Picture one of California’s best climbing areas. A place with nearly a hundred routes, that is climbable through rainy winter days, and features some of the most difficult climbing in the state. Now, imagine the access to that amazing crag was in trouble of being closed. For nearly 20 years, Jailhouse Rock has struggled with access issues. But recently, thanks to a few individuals and a large amount of support from the climbing community, access to Jailhouse has been unlocked.
The Access Fund made a great video about unlocking the crag.
On November 16th of 2010, permanent protection and access to Jailhouse was secured thanks to the efforts of the Access Fund, and a 48 year old environmental lobbyist from El Cerrito, Tom Addison. Though climbers have been visiting Jailhouse since 1990, the crag and approach have always sat on access-sensitive private property. A short-term $100,000 Access Fund Land Conservation Campaign loan to the current landowners secured a conservation and access easement agreement.
When property owners first discovered that a handful of people were climbing on their land in the early ‘90s, they shut the crag down. Climbers, with legal assistance, worked to reach a tentative land use agreement, and a ‘no guidebook, no publicity’ policy was instated. Climbers remained wary and secrative about the crag, since they could be kicked out at any time.
Denise Miller, a 36 year old teacher from Auburn and devoted Jailhouse climber, talked about the agreement between the owners and the Access Fund saying, “It is a very positive act toward ensuring our access to such a great crag.”
Jailhouse, a 200-foot enduro-cave, boasts nearly a hundred showstopper routes, from 5.11+ warm-ups to Brad Johnson’s recent 5.14+, Yoga High. The best and largest concentration of grades is in the 5.13 range. The setting is pleasantly rural, and though the rock is admittedly fractured and scruffy looking, the athletic style of climbing is superb. Hummingbirds buzz between California fuchsias, pollinating the brightly colored flowers. The skies are filled with swallows, osprey, turkey vultures, hawks and crows. Horses graze the surrounding land and blue herons fish in the waters of nearby Tulloch Lake.
Craig McClenahan, in blue, climbing behind the waterfall on Soap on a Rope (5.12d).

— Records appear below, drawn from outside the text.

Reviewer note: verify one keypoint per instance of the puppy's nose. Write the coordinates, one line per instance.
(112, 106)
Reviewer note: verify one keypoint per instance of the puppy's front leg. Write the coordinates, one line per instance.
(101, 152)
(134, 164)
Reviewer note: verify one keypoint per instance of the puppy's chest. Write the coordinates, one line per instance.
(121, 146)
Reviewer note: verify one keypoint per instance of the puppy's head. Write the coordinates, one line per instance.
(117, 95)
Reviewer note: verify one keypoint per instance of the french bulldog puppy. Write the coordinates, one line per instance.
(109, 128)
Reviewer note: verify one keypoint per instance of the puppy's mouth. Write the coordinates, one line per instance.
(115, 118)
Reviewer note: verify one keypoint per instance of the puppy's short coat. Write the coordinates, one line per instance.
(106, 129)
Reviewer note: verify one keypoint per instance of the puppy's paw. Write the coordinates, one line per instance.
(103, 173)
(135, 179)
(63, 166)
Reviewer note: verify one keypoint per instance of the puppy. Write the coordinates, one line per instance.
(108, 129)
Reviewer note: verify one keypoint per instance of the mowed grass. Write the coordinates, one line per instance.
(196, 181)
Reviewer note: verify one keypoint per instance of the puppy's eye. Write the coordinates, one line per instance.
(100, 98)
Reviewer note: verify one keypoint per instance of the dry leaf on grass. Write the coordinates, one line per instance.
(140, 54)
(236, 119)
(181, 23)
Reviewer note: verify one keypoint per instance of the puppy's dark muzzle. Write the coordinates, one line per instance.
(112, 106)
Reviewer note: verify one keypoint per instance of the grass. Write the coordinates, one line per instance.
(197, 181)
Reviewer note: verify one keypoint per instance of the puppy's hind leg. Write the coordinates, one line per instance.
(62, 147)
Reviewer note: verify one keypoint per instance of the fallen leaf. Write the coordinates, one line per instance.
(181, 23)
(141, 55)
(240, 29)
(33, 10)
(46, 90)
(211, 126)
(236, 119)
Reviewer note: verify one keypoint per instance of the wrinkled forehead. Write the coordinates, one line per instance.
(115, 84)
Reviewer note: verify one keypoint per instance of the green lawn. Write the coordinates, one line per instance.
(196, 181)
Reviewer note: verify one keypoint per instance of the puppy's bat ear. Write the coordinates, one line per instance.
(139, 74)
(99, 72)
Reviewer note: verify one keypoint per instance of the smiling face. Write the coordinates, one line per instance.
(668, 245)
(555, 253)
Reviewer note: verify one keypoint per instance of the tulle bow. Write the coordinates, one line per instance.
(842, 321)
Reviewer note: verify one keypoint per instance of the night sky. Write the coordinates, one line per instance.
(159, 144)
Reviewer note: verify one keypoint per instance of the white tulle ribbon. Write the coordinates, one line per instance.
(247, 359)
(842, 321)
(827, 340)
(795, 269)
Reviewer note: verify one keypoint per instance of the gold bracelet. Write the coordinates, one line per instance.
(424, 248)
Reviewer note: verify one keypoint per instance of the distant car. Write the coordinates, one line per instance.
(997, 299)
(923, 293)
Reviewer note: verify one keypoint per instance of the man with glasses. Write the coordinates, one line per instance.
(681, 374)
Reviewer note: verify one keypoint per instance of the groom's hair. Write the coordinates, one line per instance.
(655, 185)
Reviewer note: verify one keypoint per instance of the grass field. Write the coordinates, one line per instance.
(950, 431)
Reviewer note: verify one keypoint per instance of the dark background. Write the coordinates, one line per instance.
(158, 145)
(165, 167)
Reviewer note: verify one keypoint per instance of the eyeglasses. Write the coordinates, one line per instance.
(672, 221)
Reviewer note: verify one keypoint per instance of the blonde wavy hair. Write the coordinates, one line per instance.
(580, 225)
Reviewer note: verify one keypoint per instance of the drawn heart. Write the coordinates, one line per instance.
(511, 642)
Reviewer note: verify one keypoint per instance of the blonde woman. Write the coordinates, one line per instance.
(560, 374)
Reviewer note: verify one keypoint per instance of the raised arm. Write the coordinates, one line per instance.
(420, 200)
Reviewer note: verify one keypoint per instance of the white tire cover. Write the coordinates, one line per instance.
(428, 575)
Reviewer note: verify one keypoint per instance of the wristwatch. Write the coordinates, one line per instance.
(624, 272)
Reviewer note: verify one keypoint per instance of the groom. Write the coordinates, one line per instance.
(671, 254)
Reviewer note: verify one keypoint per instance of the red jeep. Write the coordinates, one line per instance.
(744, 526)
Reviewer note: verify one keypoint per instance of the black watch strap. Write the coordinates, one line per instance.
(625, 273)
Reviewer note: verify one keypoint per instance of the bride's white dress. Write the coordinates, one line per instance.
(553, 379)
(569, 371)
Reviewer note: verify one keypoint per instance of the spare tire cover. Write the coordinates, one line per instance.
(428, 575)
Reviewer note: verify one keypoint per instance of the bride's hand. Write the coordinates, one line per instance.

Word of a sport-climbing mother lode a mere two hours from Yosemite first traveled to Camp 4 in the early 1990s. Dave Schultz, a long-time Yosemite Valley climber, thrashed through poison oak above Tulloch Lake to stand in the enormous basalt cave. Schultz bolted a steep section of the wall ground-up, and began his long-time project Life Sentence (5.13b). Schultz continued the jail motif with the cliff’s first routes: Cell Block (5.13a), Iron Junkie (5.12c), and the classic Soap on a Rope (5.12d). The only route to top out the 200-foot crag is the Mountaineers’ Route, also known as Three Strikes (5.13b), which climbs the extension of the extension of Electric Chair (5.12d). It’s a seasonal rarity to see someone successfully escape Jailhouse and top out the wall.
“For over 2 decades, I’ve had a great time falling off routes at this cliff and I am delighted that tomorrows’ climbers will be able to enjoy this crag,” Addison said. Thanks to the Access Fund, Tom Addison, contributions by Touchstone Climbing, and the local community, climbers will have the opportunity to escape the steep walls of Jailhouse for many years to come.